Liquidity deficiency seems to be at the core of the 70% in deferred payments.
Following a recent report by the Observatory of Delinquency of the Spanish Confederation of Small and Medium Enterprises (CEPYME), during Q1 (2021) a 70% payment delinquency was recorded across diverse sectors.
SMEs' Failed Payments
Although business delinquencies decreased during Q2 (2021), it was merely a marginal 3.8 percentage compared to the previous quarter, and by 2.4 percentage compared to the same period in 2020 (YoY).
More specifically, during the second quarter the general Average Payment Period (PMP) of Spanish companies reached 81 days (see below by region), a decrease of almost seven days compared to the previous period, which was the worst quarter since 2013.
These delays erode the ability for these companies to face payments themselves, which is compromising their financial liquidity and so their competitiveness likewise.
According to the report, delinquencies have increased in sectors such as construction with 101.1 days on average, textile industry 88.3, and plastics with 84.3 days.
Other industries have 'better' payment terms, which are still very high overall, this is the case of food distribution, which has an average payment of 64.9 days.
Needless to say that the resilience of the banking and financing sector has been a critical leverage enabling these organisations to sustain their operations.
However, as pointed by the OECD in their report SME and Entrepreneurship Outlook 2021, lower production, lower wages and lower profits could lead to increased default rates by consumers and businesses by equal, which in turn could contribute to increasing debt, defaults on mortgages and downward pressure on real estate prices too.
Taken together, depressed economic conditions and rising delinquency payments will lead to non-performing loans, combined could weaken the loss absorption capacities of already exhausted banks.
Despite the fact that the industry grew smoothly on the second quarter, capital investment (especially in the construction sector) has not recovered from the retrenchment in the first quarter, and has already seen three consecutive quarters in decline.
By means of reference, the construction sector was set to have the highest share of non-performing loans (NPLs), with their NPL ratio standing at 9.5% by September 2020.
Culture, Credit and Debt
Although some might disagree, I believe the high delinquency rate is very much influenced not only by the current dynamics of financial instability, but more generally by a cultural problem, an endemic one.
More broadly speaking, Spaniards have a collective reckless attitude towards debt, or as we say here, it's the often glorified ‘national picaresque’.
This recklessness not only emerges at a personal level, but as with culture, it has indeed extended its influence and normalisation through the business life too.
It remains unclear at this point how much of these deferred payments will end up as defaults.
In Spain, it is not custom that SMEs report unpaid invoices to the debt collection and credit rating agencies, which makes it really complex to assess the overall level of defaults.

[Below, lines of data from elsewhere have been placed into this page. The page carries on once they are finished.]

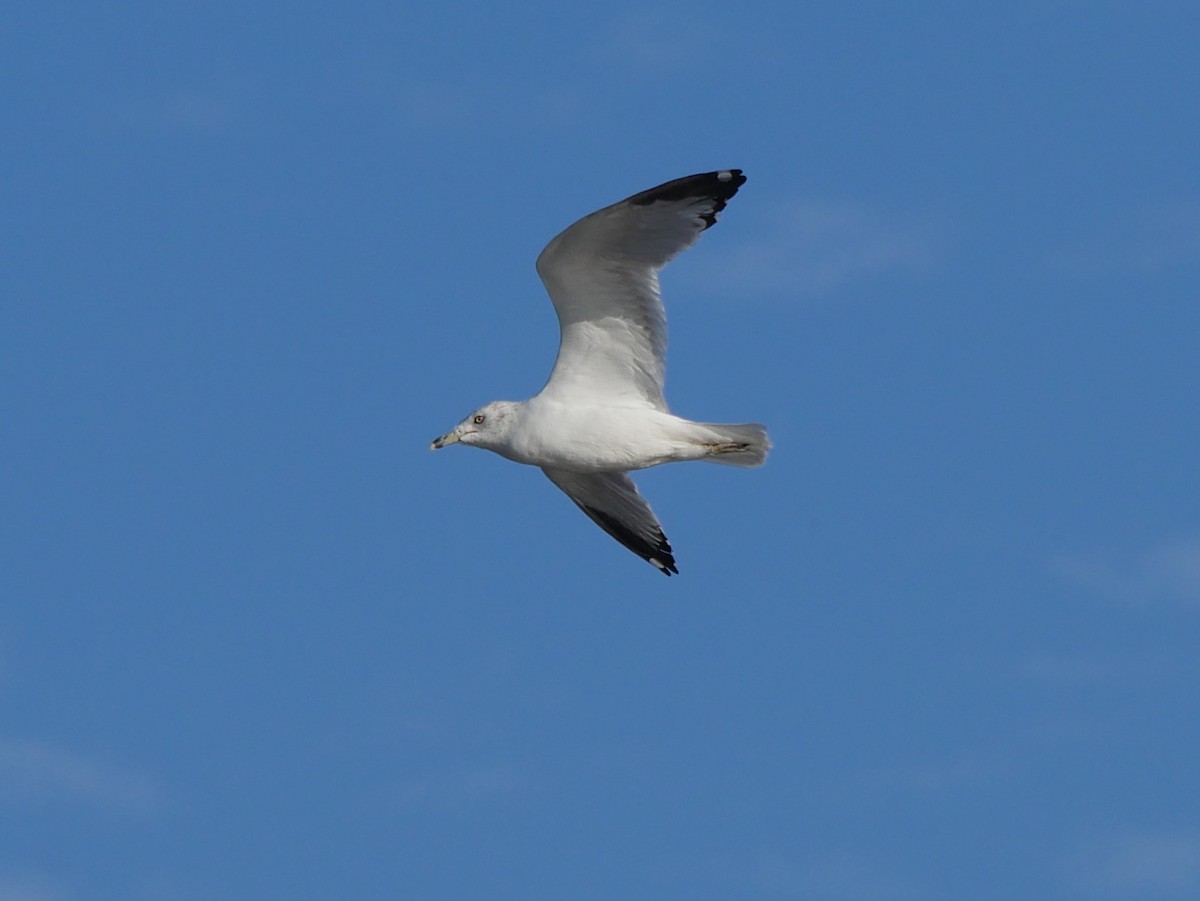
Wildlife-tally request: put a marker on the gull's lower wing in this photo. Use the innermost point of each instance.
(601, 275)
(612, 502)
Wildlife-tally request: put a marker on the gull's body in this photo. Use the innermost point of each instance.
(603, 413)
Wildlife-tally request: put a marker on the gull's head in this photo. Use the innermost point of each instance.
(486, 427)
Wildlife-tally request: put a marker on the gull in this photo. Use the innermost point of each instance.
(603, 413)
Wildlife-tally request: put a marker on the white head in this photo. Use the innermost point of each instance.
(486, 427)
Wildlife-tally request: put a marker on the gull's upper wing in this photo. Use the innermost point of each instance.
(601, 275)
(612, 502)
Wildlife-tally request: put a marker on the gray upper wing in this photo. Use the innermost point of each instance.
(612, 502)
(601, 275)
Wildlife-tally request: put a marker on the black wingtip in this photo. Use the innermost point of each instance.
(657, 552)
(717, 186)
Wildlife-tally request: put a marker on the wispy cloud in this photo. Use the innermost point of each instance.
(1150, 239)
(659, 38)
(1140, 864)
(30, 888)
(832, 876)
(198, 109)
(467, 785)
(36, 773)
(1169, 571)
(814, 248)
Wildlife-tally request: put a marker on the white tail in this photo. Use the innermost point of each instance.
(743, 445)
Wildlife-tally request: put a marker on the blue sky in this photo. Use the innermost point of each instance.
(256, 641)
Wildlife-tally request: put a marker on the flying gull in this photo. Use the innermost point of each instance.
(601, 413)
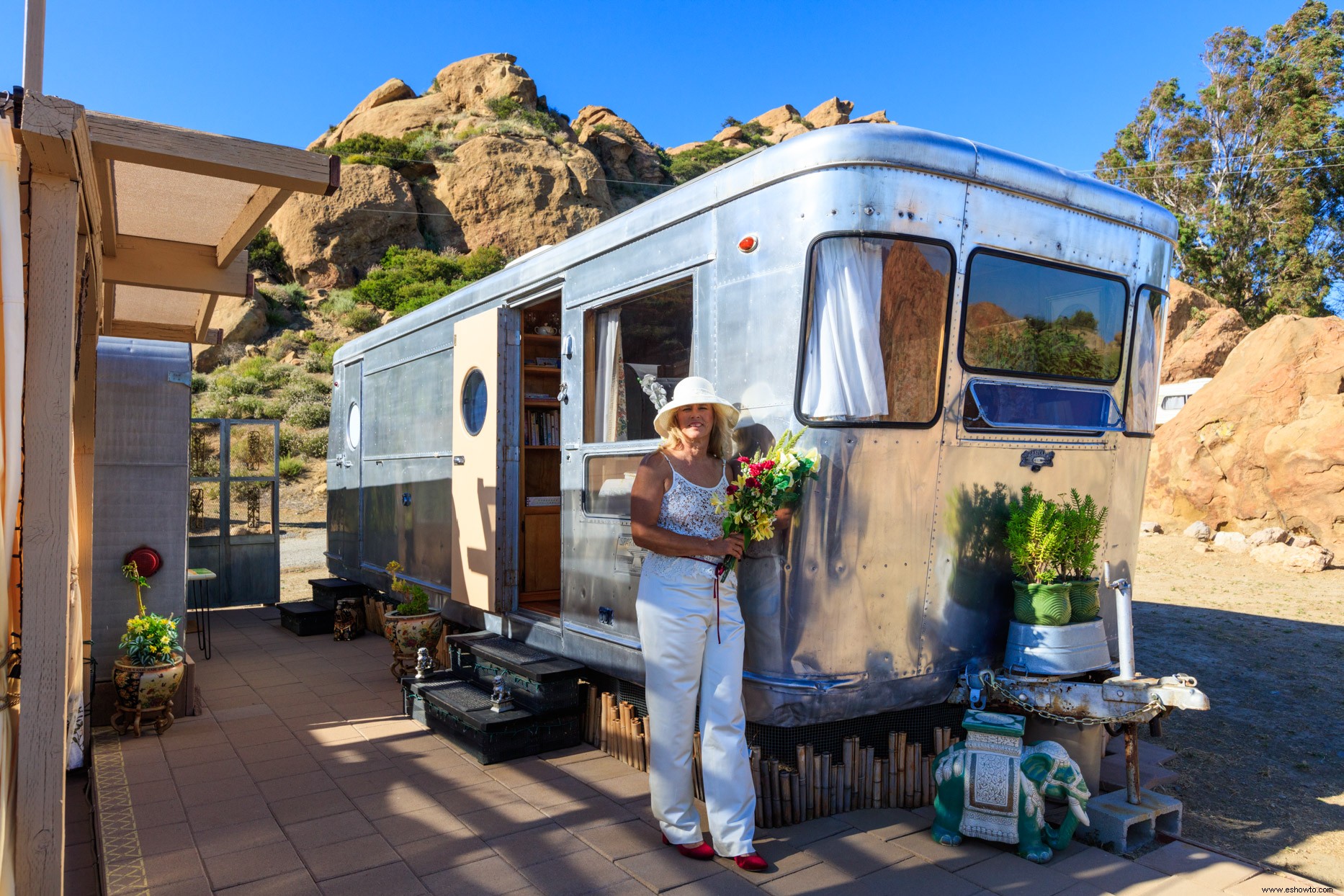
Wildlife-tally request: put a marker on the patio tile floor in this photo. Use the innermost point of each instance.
(303, 776)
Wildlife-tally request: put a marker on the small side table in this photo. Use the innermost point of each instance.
(198, 601)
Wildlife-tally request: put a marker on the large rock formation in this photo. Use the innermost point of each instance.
(627, 158)
(332, 241)
(1201, 333)
(1261, 444)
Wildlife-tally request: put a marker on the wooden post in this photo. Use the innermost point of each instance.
(49, 442)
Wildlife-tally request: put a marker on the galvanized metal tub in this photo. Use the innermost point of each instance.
(1057, 650)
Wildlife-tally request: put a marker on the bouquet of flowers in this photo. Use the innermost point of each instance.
(763, 485)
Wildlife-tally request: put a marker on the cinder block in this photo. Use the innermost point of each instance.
(1125, 828)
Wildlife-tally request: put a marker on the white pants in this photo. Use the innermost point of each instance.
(683, 656)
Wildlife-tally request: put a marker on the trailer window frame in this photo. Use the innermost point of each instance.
(805, 327)
(1043, 262)
(1159, 359)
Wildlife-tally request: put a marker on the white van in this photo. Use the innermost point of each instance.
(1173, 397)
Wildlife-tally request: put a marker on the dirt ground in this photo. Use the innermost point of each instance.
(1263, 773)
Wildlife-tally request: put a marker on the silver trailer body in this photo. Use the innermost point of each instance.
(887, 585)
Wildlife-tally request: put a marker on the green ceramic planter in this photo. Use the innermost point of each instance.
(1042, 605)
(1085, 601)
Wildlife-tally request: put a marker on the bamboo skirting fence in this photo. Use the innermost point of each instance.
(815, 786)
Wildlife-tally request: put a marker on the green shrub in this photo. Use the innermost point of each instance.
(371, 149)
(266, 256)
(411, 279)
(338, 303)
(362, 318)
(692, 163)
(290, 467)
(310, 416)
(264, 369)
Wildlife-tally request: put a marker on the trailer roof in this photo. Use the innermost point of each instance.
(864, 144)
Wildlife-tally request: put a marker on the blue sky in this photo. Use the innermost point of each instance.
(1054, 81)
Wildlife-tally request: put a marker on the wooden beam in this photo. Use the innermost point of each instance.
(254, 215)
(108, 195)
(49, 441)
(207, 309)
(141, 261)
(198, 152)
(150, 329)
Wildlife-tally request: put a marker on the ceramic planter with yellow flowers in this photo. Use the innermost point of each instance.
(147, 677)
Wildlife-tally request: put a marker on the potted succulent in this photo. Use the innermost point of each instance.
(411, 625)
(1083, 521)
(1036, 545)
(147, 677)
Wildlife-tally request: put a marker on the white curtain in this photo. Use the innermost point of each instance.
(11, 434)
(843, 374)
(609, 388)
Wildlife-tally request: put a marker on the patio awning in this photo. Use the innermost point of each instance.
(178, 210)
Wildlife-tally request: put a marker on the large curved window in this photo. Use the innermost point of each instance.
(1042, 320)
(877, 323)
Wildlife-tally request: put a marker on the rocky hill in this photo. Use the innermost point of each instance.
(1263, 445)
(480, 159)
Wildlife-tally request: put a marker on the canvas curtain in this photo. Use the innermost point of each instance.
(11, 434)
(843, 372)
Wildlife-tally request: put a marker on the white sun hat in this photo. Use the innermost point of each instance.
(692, 390)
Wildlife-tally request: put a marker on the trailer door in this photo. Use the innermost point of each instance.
(485, 460)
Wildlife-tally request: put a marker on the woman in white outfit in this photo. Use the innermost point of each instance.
(691, 627)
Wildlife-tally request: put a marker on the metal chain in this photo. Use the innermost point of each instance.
(1134, 715)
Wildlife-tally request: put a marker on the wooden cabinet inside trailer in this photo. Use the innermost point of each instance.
(539, 430)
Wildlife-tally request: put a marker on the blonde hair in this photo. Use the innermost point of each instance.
(721, 438)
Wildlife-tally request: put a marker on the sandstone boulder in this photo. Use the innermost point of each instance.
(622, 152)
(472, 82)
(1202, 349)
(1314, 559)
(1199, 531)
(832, 112)
(242, 321)
(332, 241)
(681, 148)
(1260, 445)
(521, 194)
(1269, 535)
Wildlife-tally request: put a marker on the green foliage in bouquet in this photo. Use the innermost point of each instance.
(1035, 537)
(1083, 521)
(151, 640)
(414, 599)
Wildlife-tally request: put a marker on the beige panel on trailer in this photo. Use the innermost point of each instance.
(476, 453)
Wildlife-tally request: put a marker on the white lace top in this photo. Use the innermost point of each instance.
(687, 511)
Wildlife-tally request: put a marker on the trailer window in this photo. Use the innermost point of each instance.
(637, 351)
(877, 328)
(1044, 320)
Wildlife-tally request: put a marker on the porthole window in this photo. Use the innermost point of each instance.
(352, 425)
(473, 402)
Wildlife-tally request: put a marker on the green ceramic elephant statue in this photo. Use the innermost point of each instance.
(982, 796)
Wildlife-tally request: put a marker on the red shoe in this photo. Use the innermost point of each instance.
(702, 851)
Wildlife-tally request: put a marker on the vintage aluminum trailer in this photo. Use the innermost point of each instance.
(901, 292)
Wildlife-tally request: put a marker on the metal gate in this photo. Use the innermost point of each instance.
(234, 509)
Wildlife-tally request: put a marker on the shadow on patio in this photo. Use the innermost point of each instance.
(303, 776)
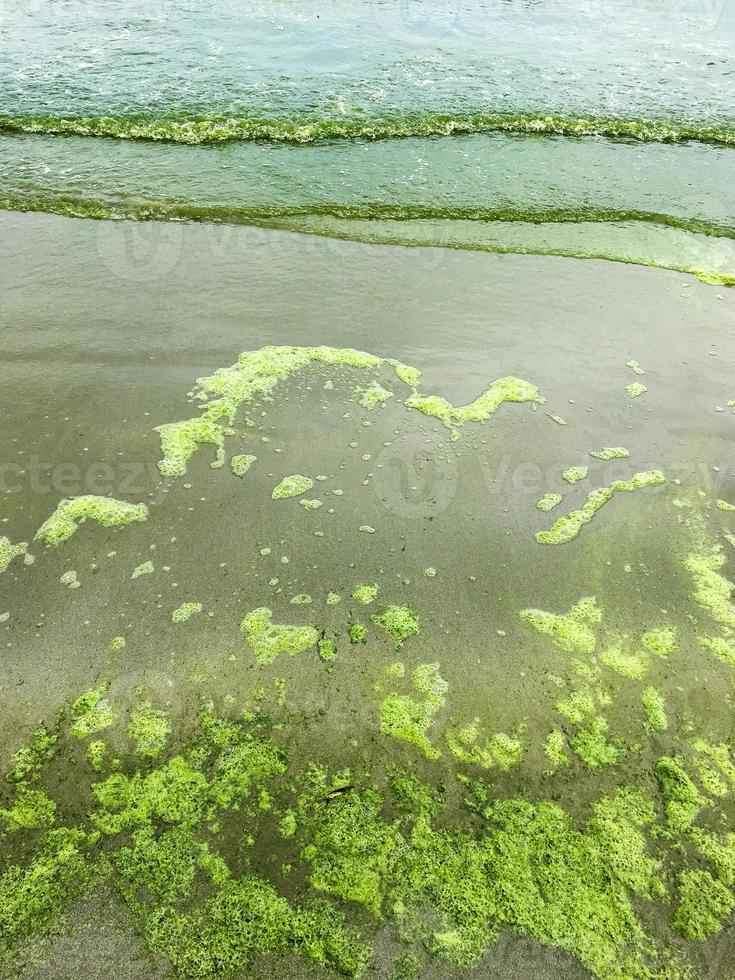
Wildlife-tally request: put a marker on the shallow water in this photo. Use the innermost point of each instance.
(366, 560)
(131, 314)
(568, 111)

However, the Bank of Spain has been warning of the threat for months.
At the end of last summer, the Bank of Spain published a report on the liquidity needs and solvency of non-financial companies after the outbreak of the Coronavirus crisis.
The document estimated that between 30% and 32% of Spanish companies already had a high probability of default, a figure that rises above 50% in the case of small companies.
As a side note, let's remember that payment delinquency does not refers to payment default, it refers to the deferment (postponement) of liabilities such as invoices.